Oliver believed that stories of the landscape from the deep past would help him to enjoy it even more. And, knowing how much the Welsh, Scots and Irish value such ancient tales, Oliver dreamed of finding such tales for Yorkshire. “But,” he says, “I was sure that it didn’t exist – because if it did, then it would be famous.”
But, being a Yorkshireman, he did not allow this to stop him searching. He began to delve. His quest took him through the internet, bookshops and libraries, and beyond to specialist University sources.
Oliver searched for works in Brythonic – the language spoken by Britons before, during, and after, the Roman invasion. It is sometimes called Cumbric, or Old Welsh – a name that confuses, as it was spoken all over Britain, not only in Wales.
Oliver discovered works in Brythonic celebrating Urien, King of Rheged.

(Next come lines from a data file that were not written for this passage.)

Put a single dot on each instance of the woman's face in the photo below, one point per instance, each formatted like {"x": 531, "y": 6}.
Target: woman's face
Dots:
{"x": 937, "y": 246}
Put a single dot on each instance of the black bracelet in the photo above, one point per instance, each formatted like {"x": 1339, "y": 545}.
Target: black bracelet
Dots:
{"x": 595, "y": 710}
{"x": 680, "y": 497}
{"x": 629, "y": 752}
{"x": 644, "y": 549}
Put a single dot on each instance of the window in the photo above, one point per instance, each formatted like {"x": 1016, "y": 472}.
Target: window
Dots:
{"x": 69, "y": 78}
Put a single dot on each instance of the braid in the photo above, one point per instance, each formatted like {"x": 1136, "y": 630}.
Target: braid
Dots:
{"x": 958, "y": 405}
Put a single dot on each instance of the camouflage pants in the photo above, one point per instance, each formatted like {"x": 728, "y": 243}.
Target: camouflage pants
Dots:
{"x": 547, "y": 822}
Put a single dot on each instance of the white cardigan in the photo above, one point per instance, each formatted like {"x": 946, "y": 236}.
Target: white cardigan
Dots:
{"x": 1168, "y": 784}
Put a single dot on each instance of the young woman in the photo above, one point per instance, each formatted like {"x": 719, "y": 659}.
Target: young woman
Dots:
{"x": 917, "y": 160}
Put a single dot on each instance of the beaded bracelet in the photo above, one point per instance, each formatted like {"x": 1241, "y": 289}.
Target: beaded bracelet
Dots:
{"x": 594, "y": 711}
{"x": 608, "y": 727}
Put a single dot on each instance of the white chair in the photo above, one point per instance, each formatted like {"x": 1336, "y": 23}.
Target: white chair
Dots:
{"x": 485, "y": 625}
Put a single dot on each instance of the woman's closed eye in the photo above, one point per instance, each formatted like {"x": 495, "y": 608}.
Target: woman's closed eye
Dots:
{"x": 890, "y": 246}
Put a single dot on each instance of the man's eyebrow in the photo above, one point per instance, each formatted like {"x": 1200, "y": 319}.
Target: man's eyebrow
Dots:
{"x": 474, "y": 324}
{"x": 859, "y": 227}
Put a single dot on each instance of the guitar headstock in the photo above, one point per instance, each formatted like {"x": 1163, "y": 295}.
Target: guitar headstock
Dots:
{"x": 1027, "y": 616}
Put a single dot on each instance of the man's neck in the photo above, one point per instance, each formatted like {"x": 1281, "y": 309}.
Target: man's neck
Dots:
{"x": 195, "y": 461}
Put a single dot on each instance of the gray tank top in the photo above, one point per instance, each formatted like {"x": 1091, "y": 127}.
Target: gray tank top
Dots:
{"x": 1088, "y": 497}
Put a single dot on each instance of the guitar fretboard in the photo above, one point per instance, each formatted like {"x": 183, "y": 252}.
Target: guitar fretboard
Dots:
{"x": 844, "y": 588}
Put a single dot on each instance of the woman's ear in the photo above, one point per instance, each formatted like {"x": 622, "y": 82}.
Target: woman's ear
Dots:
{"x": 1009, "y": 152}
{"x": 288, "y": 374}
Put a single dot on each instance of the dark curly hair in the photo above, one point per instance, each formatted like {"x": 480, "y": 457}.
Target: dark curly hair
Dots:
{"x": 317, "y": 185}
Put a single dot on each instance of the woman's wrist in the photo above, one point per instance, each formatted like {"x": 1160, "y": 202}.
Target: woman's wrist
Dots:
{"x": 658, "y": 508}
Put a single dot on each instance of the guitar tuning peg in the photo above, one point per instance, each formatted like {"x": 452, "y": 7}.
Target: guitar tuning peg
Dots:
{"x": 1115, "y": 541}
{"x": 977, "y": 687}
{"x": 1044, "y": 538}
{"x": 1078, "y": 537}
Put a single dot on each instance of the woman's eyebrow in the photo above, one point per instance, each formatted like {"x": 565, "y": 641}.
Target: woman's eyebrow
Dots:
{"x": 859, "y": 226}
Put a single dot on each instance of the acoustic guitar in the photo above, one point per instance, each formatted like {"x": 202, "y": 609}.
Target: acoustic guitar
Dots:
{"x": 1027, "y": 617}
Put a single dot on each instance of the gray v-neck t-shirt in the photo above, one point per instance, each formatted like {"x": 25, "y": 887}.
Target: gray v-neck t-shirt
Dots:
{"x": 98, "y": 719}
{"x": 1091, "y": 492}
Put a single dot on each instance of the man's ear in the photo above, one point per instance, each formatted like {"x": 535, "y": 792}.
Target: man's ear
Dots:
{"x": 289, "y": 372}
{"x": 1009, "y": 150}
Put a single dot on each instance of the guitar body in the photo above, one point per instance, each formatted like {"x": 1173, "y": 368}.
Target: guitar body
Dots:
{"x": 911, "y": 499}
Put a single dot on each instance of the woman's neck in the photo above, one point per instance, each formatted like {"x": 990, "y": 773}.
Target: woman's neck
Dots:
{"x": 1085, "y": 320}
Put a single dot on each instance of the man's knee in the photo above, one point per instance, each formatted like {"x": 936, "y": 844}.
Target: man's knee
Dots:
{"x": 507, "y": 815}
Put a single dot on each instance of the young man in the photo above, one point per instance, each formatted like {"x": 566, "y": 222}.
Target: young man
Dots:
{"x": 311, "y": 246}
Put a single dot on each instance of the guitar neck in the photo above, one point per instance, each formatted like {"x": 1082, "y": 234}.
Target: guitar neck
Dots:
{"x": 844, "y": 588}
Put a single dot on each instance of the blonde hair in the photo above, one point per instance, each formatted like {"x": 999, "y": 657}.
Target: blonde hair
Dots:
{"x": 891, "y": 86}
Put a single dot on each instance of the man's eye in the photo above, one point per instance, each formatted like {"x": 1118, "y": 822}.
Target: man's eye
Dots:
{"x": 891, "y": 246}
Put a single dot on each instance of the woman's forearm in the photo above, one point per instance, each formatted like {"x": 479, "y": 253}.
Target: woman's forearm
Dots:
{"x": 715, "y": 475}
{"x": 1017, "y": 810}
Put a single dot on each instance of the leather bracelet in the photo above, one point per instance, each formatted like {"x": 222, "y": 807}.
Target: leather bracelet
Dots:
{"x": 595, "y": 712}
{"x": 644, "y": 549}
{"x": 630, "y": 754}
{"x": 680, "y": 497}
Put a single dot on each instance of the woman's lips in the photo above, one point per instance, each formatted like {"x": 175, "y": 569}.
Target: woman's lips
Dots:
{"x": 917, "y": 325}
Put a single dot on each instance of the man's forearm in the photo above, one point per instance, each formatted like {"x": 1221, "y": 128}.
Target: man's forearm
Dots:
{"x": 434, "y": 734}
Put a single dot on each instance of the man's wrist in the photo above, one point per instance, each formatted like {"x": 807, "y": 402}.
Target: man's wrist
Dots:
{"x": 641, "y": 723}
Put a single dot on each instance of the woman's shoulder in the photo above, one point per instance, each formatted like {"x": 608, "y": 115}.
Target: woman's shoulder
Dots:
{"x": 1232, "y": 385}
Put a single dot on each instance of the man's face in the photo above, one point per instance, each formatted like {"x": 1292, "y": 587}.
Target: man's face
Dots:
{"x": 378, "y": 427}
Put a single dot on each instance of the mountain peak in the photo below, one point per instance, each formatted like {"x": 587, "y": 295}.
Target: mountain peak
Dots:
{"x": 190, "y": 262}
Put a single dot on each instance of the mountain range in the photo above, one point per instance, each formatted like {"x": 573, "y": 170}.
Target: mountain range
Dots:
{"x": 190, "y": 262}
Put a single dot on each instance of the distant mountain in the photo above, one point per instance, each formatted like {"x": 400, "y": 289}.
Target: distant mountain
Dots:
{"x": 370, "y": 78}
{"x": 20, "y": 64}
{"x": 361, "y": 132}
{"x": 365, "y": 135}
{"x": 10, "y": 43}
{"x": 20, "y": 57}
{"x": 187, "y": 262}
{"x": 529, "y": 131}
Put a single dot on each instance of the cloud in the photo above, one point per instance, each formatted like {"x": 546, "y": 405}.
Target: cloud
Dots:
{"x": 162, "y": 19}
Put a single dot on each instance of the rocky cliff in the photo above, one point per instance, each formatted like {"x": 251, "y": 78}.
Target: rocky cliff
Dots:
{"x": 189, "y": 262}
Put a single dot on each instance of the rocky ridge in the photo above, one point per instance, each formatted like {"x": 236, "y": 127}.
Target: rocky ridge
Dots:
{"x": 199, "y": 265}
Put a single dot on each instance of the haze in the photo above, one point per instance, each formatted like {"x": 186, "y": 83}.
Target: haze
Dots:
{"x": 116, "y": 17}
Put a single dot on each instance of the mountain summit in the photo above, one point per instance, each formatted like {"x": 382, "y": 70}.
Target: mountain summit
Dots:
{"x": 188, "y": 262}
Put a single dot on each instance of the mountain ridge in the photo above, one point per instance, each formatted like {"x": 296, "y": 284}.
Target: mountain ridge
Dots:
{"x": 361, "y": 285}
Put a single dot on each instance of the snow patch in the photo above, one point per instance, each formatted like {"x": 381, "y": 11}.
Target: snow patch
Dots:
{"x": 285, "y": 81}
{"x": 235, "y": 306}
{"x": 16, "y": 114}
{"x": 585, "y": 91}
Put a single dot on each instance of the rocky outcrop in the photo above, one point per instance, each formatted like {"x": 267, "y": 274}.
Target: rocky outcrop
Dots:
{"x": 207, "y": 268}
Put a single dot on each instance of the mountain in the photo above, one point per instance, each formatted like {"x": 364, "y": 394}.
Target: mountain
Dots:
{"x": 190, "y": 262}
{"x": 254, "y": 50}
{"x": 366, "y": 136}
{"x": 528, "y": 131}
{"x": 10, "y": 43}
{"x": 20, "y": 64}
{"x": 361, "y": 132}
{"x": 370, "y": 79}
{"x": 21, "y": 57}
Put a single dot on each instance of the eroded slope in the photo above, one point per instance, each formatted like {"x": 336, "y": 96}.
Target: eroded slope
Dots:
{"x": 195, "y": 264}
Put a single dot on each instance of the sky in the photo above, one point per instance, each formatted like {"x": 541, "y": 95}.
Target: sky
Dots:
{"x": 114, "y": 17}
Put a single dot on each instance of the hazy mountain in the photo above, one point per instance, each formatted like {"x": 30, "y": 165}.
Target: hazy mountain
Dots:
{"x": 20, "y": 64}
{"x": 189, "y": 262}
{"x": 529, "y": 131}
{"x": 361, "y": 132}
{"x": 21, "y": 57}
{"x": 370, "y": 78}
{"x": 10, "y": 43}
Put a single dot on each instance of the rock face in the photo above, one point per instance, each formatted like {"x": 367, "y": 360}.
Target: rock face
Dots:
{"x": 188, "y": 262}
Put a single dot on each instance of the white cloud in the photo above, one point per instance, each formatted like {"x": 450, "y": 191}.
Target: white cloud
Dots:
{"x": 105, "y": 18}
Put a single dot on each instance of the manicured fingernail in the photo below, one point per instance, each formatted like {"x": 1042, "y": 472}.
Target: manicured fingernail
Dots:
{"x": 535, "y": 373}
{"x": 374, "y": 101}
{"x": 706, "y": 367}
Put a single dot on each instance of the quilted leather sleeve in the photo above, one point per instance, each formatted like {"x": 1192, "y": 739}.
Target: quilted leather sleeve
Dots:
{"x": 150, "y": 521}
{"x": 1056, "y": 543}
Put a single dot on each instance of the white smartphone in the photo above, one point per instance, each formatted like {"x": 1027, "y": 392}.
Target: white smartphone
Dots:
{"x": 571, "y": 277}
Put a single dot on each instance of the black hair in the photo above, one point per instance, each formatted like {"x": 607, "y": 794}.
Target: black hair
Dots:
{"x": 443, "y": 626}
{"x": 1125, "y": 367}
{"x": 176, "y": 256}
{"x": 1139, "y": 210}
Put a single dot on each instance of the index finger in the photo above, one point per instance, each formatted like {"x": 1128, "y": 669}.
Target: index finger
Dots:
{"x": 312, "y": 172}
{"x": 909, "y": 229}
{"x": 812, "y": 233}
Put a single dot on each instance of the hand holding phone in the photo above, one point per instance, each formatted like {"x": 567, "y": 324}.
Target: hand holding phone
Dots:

The exact borders of Rheged are uncertain, but it is believed to have included modern day Cumbria. Then, recalls Oliver, he found a scholar who believed that Urien’s capital was at Catterick.
He smiles, “Imagine my delight. To start expecting to find nothing, then to find a credible academic says Catterick.”
If Urien was based at Catterick, it means, says Oliver, “That the oldest literature composed in a native language of Britain was in Yorkshire.”
Oliver adds that archaeologists have dug at Catterick. “Catterick shows clear evidence of occupation after the collapse of the Roman Empire in Britain, and it is exactly the type of small town, at a strategically important location, that rose to prominence in the aftermath of Roman rule.”
Furthermore, he believes that one battle took place at Bainbridge. He says, “The idea of the battle being at Bainbridge is my discovery. It was a strategically important place, with a Roman fort and road, and it’s in the right place, heading towards Catterick.”
“I think from the detail and style of the poems that they are eyewitness accounts. This is an incredible first hand statement of what happened. What makes it amazing is that they’ve survived so long.”
Oliver has spent long hours studying these texts. Why does he think it’s worthwhile? “We can feel connected to people all the way back,” he says. “All people desire that connectivity with landscape, and that layer of meaning to it.”